| | Dear MC,
I have read that review also. It is interesting to see how people read things and interpret them, with that obviously being a really negative way to look at it all. What conditioning on their side prompted that, I have no idea, so it is hard to second-guess them or psychoanalyze them, but I can tell you about this end, which looks very different from how they think it does.
It is true that I cycle, but the cycles are really, really different now from how they were, and the transformation is really, really better than how things were before.
It is definitely not just accepting that my life is worse due to my practice and becoming ok with that. My life and mind and clarity are vastly improved, vastly better.

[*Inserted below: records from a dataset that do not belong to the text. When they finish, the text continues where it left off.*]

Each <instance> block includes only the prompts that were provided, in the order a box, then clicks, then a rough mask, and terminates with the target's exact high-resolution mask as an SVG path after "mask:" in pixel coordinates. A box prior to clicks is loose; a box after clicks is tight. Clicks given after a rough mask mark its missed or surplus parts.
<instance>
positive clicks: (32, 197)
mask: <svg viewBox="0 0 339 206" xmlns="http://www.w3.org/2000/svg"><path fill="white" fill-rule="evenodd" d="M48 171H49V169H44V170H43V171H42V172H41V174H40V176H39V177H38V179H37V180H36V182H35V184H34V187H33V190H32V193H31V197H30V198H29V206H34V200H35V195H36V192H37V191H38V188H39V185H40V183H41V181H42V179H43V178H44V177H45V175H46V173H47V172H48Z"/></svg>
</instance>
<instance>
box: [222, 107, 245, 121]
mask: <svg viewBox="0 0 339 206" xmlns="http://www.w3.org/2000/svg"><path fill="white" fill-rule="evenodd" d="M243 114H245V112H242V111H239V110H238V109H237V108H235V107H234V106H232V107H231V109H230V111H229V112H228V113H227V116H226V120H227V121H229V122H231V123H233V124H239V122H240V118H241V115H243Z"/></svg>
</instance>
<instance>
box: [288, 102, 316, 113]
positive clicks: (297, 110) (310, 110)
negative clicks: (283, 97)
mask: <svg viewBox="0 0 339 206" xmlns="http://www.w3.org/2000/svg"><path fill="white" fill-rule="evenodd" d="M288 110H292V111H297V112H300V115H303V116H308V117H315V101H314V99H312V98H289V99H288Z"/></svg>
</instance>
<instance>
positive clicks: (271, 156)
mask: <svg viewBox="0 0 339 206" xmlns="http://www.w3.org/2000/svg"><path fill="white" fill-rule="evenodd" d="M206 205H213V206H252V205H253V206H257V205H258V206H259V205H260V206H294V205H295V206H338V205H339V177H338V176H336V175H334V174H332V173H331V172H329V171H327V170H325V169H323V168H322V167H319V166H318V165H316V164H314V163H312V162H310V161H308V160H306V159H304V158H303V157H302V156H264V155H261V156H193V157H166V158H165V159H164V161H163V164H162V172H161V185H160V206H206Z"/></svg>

Let's look at the Three Trainings discussed in the book.
Morality really helps. Kindness really helps. Compassion really helps. Sympathetic Joy really helps. Lessening anger, cultivating balance: these basic things help a lot. They change the way the whole body feels, the way the mind feels, the way reactions go, and all sorts of other good stuff. They make a difference, as those who have trained hard in them will tell you.
Concentration: Deep jhana is wonderful. Even light jhana is nice. They are profound states of consciousness, healing, restful, amazing, and quite profound. Learning them does not increase suffering, it reduces it. Being able to access them writes great things on the mind and opens lots of doors to more interesting things.
Wisdom: Eliminating false dualistic perception through clear seeing of the basic nature of bare sensate experience is a fundamental game-changer. It is the sanest thing I ever did or imagine I ever could do. It rights something that was wrong at the core. Dualistic misperception, the sense of an "I", of a doer, of a controller, of some split-off Subject: this illusion creates needless pain and all sorts of strange reactions to try to get that pain to go away, but no amount of tinkering with anything else solves it like just seeing through it by clear bare perception of the truth of one's own experience. This markedly reduces suffering rather than increasing it.
Whoever wrote that review clearly has no idea what they are talking about. These things I advocate are ancient, time-tested, worthy of implementing, skillful and obviously so, based on excellent premises, perform well in reality, are straightforward, and are not the dark and wrong path the reviewer makes them out to be.
If for some reason you don't like the presentation style in MCTB: find them elsewhere. I like Thich Nhat Hahn and Pema Chodron for training in Morality, Bhante Gunaratana and The Visuddhimagga for training in Concentration, and Mahasi Sayadaw and U Pandita for training in Wisdom, but there are lots of other good sources available from many skillful traditions.
MCTB is available for free on this website and numerous other places, so you can read it and decide for yourself what you think of it. You could also try the practices and see what they lead to and decide for yourself. You can also check the references and see where those practices come from and go back to the original source material and get it there.